The release of Windows 10 reinforces the fact that IT systems are rapidly being migrated. It wasn't that long ago that IT teams were concerned with simply going from one version to the next every two to three years.
Organisations had some time to plan, to test and then to execute. Migration was also just a one-way move – it was never thought that you may have to move backwards as well as forwards.
This is no longer the case. The IT world is in a continuous cycle of OS releases and updates that is creating an increasingly hybrid workspace environment – not least because so many organisations still use old OSes such as Windows XP.
Only last year, Windows 8.1 followed Windows 8, in the wake of criticism of the latter version, for example. These more or less continuous updates present several problems and challenges to businesses, particularly in terms of workspace management.
Rapid OS rollouts put IT departments under pressure to keep systems and applications up to date without disrupting the workplace.
The continual change in software is only compounded by the large number of devices and device types now used across an average organisation.

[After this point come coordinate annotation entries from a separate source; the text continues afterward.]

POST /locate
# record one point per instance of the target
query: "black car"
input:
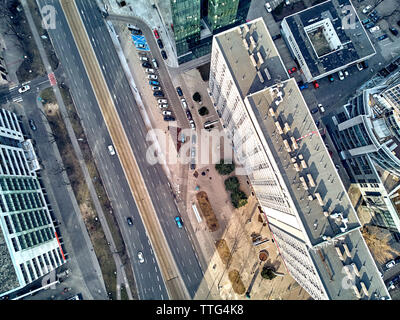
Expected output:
(32, 125)
(179, 90)
(158, 94)
(169, 118)
(394, 31)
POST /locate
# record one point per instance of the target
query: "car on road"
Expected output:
(32, 125)
(178, 221)
(382, 37)
(169, 118)
(130, 221)
(24, 88)
(367, 8)
(179, 91)
(390, 264)
(393, 31)
(158, 94)
(111, 150)
(140, 257)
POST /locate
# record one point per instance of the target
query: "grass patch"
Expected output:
(223, 251)
(75, 175)
(236, 281)
(207, 211)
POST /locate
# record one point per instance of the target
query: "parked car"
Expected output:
(111, 150)
(130, 221)
(393, 31)
(277, 36)
(158, 94)
(169, 118)
(32, 125)
(179, 91)
(140, 257)
(178, 221)
(382, 37)
(24, 89)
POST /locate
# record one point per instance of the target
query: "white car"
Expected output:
(24, 89)
(367, 8)
(140, 256)
(374, 29)
(111, 150)
(390, 264)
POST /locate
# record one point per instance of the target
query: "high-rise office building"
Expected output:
(274, 136)
(195, 22)
(29, 247)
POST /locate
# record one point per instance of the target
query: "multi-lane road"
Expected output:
(148, 277)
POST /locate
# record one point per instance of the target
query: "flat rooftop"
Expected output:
(261, 47)
(8, 277)
(349, 40)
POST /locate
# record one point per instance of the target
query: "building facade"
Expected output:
(293, 177)
(29, 247)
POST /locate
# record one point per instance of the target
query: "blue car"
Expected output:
(178, 221)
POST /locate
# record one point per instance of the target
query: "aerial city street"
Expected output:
(199, 150)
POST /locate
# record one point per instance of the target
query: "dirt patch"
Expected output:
(236, 281)
(207, 211)
(223, 251)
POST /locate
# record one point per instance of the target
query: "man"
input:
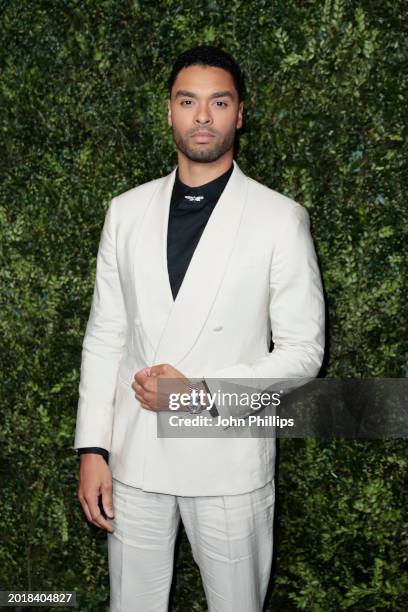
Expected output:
(194, 272)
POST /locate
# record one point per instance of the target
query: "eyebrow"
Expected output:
(217, 94)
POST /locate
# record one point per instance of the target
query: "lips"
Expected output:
(202, 136)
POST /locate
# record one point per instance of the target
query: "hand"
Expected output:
(146, 390)
(95, 479)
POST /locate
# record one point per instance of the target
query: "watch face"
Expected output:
(195, 409)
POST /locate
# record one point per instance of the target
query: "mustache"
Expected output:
(206, 130)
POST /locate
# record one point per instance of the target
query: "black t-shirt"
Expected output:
(190, 209)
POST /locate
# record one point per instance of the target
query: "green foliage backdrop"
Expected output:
(83, 119)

It is more difficult than ever for IT departments to manage the workspace environment, deliver a good user experience and remain in control of application access.
Businesses are going to require management and control of the rapidly developing work environment and IT estate. They'll require advice and management of technology and process. It's a real opportunity to add value for customers and drive up revenue.
Will firms move straight to Windows 10 or an earlier, now-dated version? Their responses will present resellers with a variety of opportunities. The general consensus from the channel has been that Windows 10 is a marked improvement on 8 and 8.1, which many felt were too different to previous versions.
Microsoft has been gathering user feedback with a view to improving the final release. Windows 8 and 8.1 saw a relatively low level of uptake, so resellers can feel confident that more organisations will be persuaded to upgrade to 10, particularly if they are using an OS as old as XP.
I have heard a lot of people over the past three years tell me that Windows 7 would be the last migration they ever did.
But businesses have to accept that the world of IT will be locked in a state of near-constant migration.